One thing in our coding standard that I do like is that all variables that store units must have a unit specification at the end of their name -- in other words, all frequencies might have "Hz" or "MHz", distances might have "m" or "mm", times have "sec" or "msec", and so on. This is really helpful in my field -- it's not uncommon for me to open up a file that I've never looked at before and need to make modifications to it, and if the units everything things are stored in weren't immediately obvious, I'd have to go track down somebody and ask them. The annoying thing here is when people decide not to follow this standard because they think it should be obvious...
Karma: Terrifying (mostly affected by atrocities you've committed)
I work for a major software vendor. The particular group I work in wrote the application framework for a suite of apps. Our code is mostly quite nice. There were about 20 people working on it during development and there are a few pieces that are crap, but for the most part, it's quite well designed and written.
Now, there are other groups that use this framework. One group in particular, has pretty much the same standards that our group does. The difference is, however, that their manager never had them do code reviews and so people pretty much ignored the standards. I've now been tasked with working with that group and their code is a complete nightmare. For example, a single form class with something like 16 tab pages (spread among 3 or 4 tab controls), over 200 controls, and over 9000 lines of spaghetti code.
Had this group done code reviews, this class never would have passed, and it wouldn't be such a nightmare to deal with. At this point, we're already shipping the second version, so a complete rewrite of the various nightmare components of this app are out of the question, which is too bad because it's going to be a nightmare to maintain, especially when the guy who wrote it leaves.
I've always hated doing code reviews, but this experience has made it abundantly clear to me how important they are for minimizing the damage a single clueless programmer can get away with.
I've never been convinced by any hard-and-fast coding stylistics. Sure, it's possible to write good code and bad code, readable code and unreadable code, but beauty is very much in the eye of the beholder, and, also, it depends a lot what you are trying to do. Insisting on one inflexible set of stylistics works about as well as telling people never ever to split infinitives or never ever to use the word 'said'.

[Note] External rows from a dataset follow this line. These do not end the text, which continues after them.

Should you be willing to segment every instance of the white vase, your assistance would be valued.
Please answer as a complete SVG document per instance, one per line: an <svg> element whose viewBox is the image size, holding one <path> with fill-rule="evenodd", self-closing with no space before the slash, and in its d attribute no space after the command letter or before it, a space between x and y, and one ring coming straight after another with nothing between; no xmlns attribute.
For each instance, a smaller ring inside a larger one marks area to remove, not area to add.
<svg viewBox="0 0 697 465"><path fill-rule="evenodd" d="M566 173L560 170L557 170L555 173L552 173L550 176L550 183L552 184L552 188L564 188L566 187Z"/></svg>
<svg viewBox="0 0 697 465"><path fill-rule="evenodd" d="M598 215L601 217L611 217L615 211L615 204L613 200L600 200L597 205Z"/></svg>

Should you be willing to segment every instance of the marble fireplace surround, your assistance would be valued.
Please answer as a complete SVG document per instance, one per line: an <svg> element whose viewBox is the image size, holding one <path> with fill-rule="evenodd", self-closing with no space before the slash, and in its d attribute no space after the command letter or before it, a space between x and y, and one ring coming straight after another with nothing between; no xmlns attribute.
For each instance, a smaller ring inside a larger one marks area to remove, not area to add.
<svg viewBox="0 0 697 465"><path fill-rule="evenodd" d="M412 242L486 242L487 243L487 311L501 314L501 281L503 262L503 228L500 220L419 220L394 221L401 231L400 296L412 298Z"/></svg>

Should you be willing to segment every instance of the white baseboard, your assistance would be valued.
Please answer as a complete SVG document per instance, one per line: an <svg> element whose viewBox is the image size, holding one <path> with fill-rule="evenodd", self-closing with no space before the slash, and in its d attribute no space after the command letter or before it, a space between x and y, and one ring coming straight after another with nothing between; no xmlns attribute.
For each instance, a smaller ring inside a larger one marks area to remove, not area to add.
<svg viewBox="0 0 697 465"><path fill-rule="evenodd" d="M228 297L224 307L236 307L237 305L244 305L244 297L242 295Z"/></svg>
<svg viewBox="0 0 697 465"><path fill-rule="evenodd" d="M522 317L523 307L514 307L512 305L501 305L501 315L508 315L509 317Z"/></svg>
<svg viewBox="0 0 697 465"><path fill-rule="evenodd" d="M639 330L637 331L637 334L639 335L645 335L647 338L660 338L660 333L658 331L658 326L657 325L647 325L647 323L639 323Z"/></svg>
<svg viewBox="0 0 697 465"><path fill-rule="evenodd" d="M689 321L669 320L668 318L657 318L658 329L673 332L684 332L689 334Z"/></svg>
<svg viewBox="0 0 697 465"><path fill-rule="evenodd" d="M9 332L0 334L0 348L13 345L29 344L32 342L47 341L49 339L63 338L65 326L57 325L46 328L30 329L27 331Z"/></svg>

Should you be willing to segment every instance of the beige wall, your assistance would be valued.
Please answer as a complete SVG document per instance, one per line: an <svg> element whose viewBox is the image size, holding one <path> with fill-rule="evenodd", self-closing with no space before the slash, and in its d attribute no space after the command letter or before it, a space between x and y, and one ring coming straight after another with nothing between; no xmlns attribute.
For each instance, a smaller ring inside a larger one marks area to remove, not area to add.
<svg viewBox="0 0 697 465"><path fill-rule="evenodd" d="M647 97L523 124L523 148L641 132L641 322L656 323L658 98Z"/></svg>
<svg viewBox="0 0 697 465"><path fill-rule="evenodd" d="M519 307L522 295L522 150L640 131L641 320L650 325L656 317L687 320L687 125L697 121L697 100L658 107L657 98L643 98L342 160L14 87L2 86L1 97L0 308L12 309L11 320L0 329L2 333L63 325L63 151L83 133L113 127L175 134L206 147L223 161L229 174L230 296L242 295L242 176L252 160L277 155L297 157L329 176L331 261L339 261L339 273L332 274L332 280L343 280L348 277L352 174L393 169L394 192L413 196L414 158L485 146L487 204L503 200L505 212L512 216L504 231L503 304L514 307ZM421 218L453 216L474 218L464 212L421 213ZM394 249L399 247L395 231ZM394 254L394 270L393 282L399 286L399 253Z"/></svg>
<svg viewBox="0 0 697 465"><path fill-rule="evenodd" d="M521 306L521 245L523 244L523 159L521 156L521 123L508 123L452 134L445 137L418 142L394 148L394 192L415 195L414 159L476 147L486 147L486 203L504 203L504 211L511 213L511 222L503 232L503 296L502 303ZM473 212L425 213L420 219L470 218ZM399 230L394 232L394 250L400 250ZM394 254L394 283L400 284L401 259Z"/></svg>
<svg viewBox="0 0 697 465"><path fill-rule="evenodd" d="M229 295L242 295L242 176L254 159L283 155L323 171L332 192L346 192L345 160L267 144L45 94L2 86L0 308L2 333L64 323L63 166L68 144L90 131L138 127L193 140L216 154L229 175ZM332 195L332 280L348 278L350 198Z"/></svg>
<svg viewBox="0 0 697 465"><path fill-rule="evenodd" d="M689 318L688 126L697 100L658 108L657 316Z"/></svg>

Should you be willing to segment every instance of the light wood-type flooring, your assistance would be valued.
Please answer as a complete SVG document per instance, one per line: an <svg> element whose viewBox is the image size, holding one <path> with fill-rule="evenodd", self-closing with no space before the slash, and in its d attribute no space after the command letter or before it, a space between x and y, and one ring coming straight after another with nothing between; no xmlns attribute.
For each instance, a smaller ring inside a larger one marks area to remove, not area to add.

Last night I came across this in the documentation for CPAN's Net::Server (you probably guessed from the above that I'm not a Pascal programmer):
You may get and set properties in two ways. The suggested way is to access properties directly via
my $val = $self->{server}->{key1};
Accessing the properties directly will speed the server process - though some would deem this as bad style. A second way has been provided for object oriented types who believe in methods. The second way consists of the following methods:
my $val = $self->get_property( 'key1' );
my $self->set_property( key1 => 'val1');
This struck me as remarkably sensible - the author of the module puts his prejudices on the table, but tells you how to do it a different way if you like. (And, personally, I prefer the first example, because it's just as clear, faster, and I've never managed to take OOP in perl entirely seriously - a problem that Larry Wall appears to have too.)
You judge good style in any particular case by looking at the overall work, not by nit-picking about the punctuation in isolation.
Virtually serving coffee
Now that we're talking about 'languages that invite bad coding practices'... Well, one of the best programming books I've read is 'Perl Best Practices'. Not only does it list out best practices but it tries to explain (well I might add) why you should code a certain way and why other ways aren't good to follow.
One of the habits I picked up from 'Perl Best Practices is:
instead of:
The else tends to get 'lost' when just following the closing bracket.
Forget this pointless stuff about tabs and spacing, I've seen some really brain-dead policies.
1) Source Control Substitute
At one shop, there were designers who edited XML + image files (kinda like web pages, but not quite). There was a compiler that built this all into a single executable. They were not permitted to edit the source directly, and had to work on copies. And those copies must be on the network instead of their local drive. And source control was not allowed.
So instead of people having local copies and then committing their work, everyone made a duplicate copy on the network for each thing they did. It took hours to make the copies, and the compile times went from a few minutes to 45 minutes. Plus, the network drive kept running out of space due to all the gzillions of copies of everything.
2) Making the "minimal" change required
I worked for a US government contractor and they wanted each change to have the minimal impact on the system that was possible. So, basically nobody ever removed code, only added. One time I encountered a huge nested if statement that spanned hundreds of lines. Upon looking at the cases, I noticed that many of them were the same. Like:
if (a)
if (b)
do x
else
do y
else
if (b)
do x
else
do x
which can, of course, be simplified to:
if (a and not b) do y else do x
This was because people had to make the MINIMAL change required each time a change was made. And removing a level of the if statements was more lines of code modified than just changing "do y" to "do x"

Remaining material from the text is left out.